I’ve never understood why the bus MetroCard readers can tell you the expiration date but the subway turnstiles couldn’t.

Hopefully the MTA will update the metrocard soon with a modern contactless card system like most other modern transit systems.

Why hasn’t a national transit card system been developed that would hold cash, transfers and a wide range of transit tickets/passes. This could save all the separate transit agencies from developing separate incompatible systems. Ideally these could also be used for parking meters, and also allow credit card payments.

Until then, you might want to try the EasyPay metrocard that refills automatically.
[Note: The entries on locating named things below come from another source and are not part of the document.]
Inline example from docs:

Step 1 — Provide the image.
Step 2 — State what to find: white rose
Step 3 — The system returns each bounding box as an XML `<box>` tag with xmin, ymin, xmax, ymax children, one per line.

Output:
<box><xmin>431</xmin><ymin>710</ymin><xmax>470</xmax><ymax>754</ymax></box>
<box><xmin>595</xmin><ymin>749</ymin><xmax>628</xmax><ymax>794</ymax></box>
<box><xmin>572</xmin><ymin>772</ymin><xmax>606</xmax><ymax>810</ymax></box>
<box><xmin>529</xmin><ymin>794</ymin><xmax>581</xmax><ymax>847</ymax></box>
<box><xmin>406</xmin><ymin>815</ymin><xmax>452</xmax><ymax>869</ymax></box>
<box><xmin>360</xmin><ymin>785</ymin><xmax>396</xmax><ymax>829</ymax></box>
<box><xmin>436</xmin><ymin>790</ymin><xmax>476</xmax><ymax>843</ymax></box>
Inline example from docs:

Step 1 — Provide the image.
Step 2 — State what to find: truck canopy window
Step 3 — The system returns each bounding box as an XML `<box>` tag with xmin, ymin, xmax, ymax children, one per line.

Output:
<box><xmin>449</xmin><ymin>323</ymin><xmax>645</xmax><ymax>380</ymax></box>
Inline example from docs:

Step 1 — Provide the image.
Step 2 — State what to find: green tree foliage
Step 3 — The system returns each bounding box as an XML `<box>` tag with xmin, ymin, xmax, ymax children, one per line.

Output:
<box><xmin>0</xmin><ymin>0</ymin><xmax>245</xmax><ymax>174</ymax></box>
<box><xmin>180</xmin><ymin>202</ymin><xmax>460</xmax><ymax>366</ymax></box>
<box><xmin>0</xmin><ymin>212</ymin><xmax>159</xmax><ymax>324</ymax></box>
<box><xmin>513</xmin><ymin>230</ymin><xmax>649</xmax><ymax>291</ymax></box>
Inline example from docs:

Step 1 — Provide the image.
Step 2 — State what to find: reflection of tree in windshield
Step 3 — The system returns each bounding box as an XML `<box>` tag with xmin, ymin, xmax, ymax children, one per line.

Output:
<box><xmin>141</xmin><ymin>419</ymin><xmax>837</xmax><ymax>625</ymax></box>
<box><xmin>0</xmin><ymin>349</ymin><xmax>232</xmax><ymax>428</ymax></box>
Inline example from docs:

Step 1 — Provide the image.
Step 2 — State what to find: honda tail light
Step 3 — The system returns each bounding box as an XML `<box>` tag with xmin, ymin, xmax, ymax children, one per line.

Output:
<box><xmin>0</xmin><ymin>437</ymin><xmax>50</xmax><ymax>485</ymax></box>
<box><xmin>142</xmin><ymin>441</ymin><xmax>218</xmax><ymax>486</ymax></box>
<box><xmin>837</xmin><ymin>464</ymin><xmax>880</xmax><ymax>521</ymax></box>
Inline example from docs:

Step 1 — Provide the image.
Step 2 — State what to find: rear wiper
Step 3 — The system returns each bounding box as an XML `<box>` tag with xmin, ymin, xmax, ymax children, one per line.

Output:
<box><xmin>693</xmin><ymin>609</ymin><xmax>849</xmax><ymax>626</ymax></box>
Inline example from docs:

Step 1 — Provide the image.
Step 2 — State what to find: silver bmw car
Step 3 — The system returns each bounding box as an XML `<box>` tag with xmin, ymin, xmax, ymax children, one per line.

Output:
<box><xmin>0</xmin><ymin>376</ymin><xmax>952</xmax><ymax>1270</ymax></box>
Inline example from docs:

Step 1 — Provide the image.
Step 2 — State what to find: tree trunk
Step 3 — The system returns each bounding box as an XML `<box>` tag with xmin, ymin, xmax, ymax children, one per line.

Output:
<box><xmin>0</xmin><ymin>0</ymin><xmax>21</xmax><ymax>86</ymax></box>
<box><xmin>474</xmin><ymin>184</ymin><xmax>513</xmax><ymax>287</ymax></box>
The Unlimited ride version can be switched to a pay per ride version for times you may be away or not using transit much.
This way you are no longer stuck with an expired MetroCard.

Andrew March 28, 2012 - 11:01 pm Reply
Alon Levy March 29, 2012 - 1:11 am

I want to say “not invented here,” but in reality a national system is not invented anywhere. I’m not sure why, but it’s never come out of a national standard; in the most advanced places for anonymous electronic money, it started out as a fare payment card licensed by the private-sector provider (the MTR in Hong Kong, any of a zillion railroads and transit agencies in Japan) as electronic money for much lower fees than for credit cards.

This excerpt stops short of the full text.